The Hate U Give is the anti-racist feminist coming-of-age story we need. It brings viewers on Starr’s journey to becoming an activist in the Black Lives Matter movement, yet it never ignores or diminishes her traditional “teenage girl” struggles. The conflicts with mean girls who don’t understand racism get as much screen time as the protests do, because the script respects Starr’s unique perspective as an adolescent girl who cares about both politics and prom. A lesser film would dismiss Starr’s boyfriend drama and paint her disagreements with friends as unimportant, as trifles she must forget into order to become an activist. The Hate U Give, however, is enlightened enough to acknowledge activism isn’t mutually exclusive with the traditional trappings of high school. Like most young women I know, Starr is capable of caring about more than one thing at a time. And The Hate U Give allows her to do so. It’s that rare movie about teenage girls that actually respects them.

Words cannot express how much our society needs The Hate U Give to be a hit.
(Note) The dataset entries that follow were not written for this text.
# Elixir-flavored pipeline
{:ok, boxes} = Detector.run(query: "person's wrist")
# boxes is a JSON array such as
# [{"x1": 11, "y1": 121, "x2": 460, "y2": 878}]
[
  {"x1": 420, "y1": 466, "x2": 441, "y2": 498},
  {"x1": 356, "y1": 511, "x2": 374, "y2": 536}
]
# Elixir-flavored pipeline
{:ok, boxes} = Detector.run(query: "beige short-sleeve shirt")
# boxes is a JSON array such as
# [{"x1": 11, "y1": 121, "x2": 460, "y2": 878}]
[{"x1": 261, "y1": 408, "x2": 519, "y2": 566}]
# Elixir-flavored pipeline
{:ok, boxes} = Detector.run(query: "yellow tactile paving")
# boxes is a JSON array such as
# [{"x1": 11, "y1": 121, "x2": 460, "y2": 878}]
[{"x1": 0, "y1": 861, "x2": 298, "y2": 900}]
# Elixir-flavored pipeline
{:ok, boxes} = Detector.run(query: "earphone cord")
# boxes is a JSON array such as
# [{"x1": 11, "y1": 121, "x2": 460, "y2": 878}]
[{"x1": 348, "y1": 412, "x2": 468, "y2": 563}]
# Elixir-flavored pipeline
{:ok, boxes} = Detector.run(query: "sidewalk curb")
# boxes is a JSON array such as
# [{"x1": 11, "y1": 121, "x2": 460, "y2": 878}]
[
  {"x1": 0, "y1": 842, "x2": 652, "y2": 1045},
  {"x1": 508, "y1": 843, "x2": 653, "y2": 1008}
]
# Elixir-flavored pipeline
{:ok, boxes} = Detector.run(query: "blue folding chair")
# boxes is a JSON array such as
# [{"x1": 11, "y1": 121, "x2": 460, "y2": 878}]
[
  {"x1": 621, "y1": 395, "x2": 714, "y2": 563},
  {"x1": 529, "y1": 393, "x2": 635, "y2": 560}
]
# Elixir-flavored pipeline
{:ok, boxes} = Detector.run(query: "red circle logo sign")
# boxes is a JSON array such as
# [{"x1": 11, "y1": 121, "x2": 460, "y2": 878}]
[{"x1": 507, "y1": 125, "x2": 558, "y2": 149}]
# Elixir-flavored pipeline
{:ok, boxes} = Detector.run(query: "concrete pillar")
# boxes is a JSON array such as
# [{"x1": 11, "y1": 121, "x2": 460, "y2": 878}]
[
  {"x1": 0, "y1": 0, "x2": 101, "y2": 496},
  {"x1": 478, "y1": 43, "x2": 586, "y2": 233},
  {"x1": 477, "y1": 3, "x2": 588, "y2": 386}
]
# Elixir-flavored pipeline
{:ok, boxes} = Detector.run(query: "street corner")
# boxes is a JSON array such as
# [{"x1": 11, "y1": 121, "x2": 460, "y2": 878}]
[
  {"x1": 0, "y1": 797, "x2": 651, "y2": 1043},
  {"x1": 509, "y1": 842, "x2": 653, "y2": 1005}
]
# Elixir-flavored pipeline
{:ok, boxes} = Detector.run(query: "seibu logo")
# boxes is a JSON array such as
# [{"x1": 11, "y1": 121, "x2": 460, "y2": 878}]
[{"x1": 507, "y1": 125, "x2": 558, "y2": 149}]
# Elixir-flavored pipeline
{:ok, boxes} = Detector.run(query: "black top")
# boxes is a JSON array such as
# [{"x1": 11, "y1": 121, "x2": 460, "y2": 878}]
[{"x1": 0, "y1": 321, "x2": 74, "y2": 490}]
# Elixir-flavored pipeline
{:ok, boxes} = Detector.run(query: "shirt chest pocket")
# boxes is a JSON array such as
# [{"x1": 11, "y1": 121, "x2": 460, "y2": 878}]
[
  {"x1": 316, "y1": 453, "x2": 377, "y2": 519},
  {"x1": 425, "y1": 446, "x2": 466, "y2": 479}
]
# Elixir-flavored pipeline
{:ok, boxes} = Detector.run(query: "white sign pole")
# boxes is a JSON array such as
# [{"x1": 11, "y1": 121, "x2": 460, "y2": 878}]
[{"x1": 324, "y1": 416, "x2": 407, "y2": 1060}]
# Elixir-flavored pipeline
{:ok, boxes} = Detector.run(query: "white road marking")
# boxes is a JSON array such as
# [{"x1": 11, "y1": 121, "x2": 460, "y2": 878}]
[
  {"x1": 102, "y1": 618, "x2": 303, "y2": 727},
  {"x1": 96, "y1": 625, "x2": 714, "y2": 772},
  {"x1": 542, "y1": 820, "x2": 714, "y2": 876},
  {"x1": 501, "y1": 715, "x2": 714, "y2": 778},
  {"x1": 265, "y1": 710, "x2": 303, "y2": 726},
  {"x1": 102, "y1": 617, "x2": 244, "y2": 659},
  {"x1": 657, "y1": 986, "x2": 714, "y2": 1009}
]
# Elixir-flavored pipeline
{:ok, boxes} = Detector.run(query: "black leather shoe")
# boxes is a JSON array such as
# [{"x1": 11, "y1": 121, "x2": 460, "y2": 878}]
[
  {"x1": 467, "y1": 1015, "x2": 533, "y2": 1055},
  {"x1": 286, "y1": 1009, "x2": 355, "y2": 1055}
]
Stories about teenage girls have been marginalized for too long, and stories about teenage girls of colour are practically sidelined altogether. By contrast, stories about white adolescent boys have been heralded as classics since the beginning of time. Harold and Maude, Boyhood, Superbad and Call Me By Your Name are just a few examples of films starring male teens that were praised for their “universal” appeal.

We live in a world where Lorelei Linklater gave a more compelling performance in Boyhood than Ellar Coltrane, but to my knowledge, they never thought about calling it Girlhood. Fortunately, the success of 2017’s Lady Bird opened the door for films about young women to be taken more seriously. It’s heartening to see this story about a teen girl of colour receive the same opportunity. Starr Carter is the hero we need right now.